Im Dezember 2013 besuchte eine Gruppe Schülerinnen und Schüler mit Lehrer Herrn Schulte die Veranstaltung „Heimat im Quartier“, bei der sie mit Herrn Minister Groschek ins Gespräch kamen, der ihnen einen Schulbesuch im kommenden Jahr anbot.
bereitete eine Gruppe in Form von Schulleitung, Stadtvertretern, Lehrern und Schülern  den Besuch vor, der dann am 8. Mai 2014 an unserer Schule stattfinden konnte.
Nachdem Herr Groschek bei einem Kaffee in unserer Mensa über die aktuelle Situation und bevorstehende Veränderungen am WDG informiert wurde, konnte er selbst bei einer Führung über die Außenanlagen der Schule einen eigenen Eindruck gewinnen.
Bei einer anschließenden Veranstaltung mit zahlreichen Schülern in der Aula, wurde dem Minister auch noch ein besonderer inhaltlicher Aspekt vorgestellt: Das Projekt Verantwortung. 

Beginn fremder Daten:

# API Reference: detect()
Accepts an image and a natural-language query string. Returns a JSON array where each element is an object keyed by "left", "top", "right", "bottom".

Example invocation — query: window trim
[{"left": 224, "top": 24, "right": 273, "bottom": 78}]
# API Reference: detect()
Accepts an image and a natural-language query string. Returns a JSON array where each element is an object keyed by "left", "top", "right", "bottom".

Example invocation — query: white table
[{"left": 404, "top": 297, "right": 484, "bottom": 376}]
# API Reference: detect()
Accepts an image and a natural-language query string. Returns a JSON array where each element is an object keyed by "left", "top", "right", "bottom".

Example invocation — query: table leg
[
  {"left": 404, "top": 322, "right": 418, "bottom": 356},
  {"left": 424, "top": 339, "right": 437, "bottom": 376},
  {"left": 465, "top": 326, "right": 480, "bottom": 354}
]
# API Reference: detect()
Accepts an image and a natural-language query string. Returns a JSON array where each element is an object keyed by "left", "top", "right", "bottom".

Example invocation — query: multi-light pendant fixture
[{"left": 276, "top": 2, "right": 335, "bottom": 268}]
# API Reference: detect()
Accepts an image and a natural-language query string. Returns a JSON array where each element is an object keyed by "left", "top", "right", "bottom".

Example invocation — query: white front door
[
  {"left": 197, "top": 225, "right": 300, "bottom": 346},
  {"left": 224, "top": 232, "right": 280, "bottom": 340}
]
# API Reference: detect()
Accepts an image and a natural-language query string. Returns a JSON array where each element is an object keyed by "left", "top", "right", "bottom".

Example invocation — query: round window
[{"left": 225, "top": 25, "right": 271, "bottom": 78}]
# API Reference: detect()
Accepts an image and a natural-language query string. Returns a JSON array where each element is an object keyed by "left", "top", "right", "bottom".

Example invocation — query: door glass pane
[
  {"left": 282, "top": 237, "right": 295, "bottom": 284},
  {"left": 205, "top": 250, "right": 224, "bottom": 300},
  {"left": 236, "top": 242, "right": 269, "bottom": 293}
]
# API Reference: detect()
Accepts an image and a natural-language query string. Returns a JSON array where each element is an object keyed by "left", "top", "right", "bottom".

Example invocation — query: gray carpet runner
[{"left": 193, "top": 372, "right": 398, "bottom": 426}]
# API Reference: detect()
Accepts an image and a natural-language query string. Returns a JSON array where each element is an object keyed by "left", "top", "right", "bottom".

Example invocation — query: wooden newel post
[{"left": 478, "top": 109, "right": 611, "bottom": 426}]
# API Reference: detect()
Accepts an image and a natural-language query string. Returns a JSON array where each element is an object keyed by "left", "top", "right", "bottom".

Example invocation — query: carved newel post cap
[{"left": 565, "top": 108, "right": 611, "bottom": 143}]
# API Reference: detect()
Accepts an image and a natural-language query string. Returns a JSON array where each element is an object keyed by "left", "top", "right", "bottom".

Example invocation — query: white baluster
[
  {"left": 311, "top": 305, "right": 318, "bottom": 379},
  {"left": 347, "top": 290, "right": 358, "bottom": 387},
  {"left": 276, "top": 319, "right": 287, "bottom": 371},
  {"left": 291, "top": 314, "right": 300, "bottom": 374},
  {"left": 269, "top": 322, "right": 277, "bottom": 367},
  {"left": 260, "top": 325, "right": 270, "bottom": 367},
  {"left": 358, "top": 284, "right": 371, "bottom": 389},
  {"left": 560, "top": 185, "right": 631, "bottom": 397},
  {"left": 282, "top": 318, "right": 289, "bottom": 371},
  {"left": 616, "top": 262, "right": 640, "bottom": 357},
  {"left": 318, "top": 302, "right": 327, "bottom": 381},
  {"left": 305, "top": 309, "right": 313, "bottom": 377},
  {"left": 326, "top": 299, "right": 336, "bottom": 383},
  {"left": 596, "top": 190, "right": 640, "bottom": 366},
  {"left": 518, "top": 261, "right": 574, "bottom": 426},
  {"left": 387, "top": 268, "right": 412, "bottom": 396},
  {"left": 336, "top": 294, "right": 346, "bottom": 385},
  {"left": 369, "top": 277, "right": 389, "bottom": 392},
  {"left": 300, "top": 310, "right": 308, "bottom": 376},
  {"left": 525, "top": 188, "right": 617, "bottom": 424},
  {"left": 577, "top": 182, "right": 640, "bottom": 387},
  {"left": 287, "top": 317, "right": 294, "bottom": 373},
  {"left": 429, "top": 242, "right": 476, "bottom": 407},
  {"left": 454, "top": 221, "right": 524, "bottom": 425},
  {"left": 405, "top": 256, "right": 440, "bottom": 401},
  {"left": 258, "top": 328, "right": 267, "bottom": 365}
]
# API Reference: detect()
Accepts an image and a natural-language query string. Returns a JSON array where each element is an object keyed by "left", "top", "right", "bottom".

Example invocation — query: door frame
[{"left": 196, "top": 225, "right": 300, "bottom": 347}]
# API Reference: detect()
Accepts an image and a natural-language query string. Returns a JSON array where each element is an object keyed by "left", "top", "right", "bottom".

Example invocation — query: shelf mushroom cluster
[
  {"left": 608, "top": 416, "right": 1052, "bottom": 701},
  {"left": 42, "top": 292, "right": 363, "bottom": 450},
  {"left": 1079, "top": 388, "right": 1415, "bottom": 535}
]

Ole, Paula und Anton erzählten von ihren Erfahrungen in quartiersnahen sozialen oder ökologischen Institutionen, in denen sie sich eine Stunde pro Woche engagierten.
Herr Groschek, der viele positive Worte für die Schule und deren Schüler fand, erklärte außerdem die Möglichkeiten zur Unterstützung aus Landesmittel, welche wir in Zusammenarbeit mit der Stadt versuchen werden zu erzielen.
Wir danken an dieser Stelle dem Herrn Minister für seine Zeit und positiven Worte, wie auch allen, die an der Organisation beteiligt waren!

[Helene Blasberg]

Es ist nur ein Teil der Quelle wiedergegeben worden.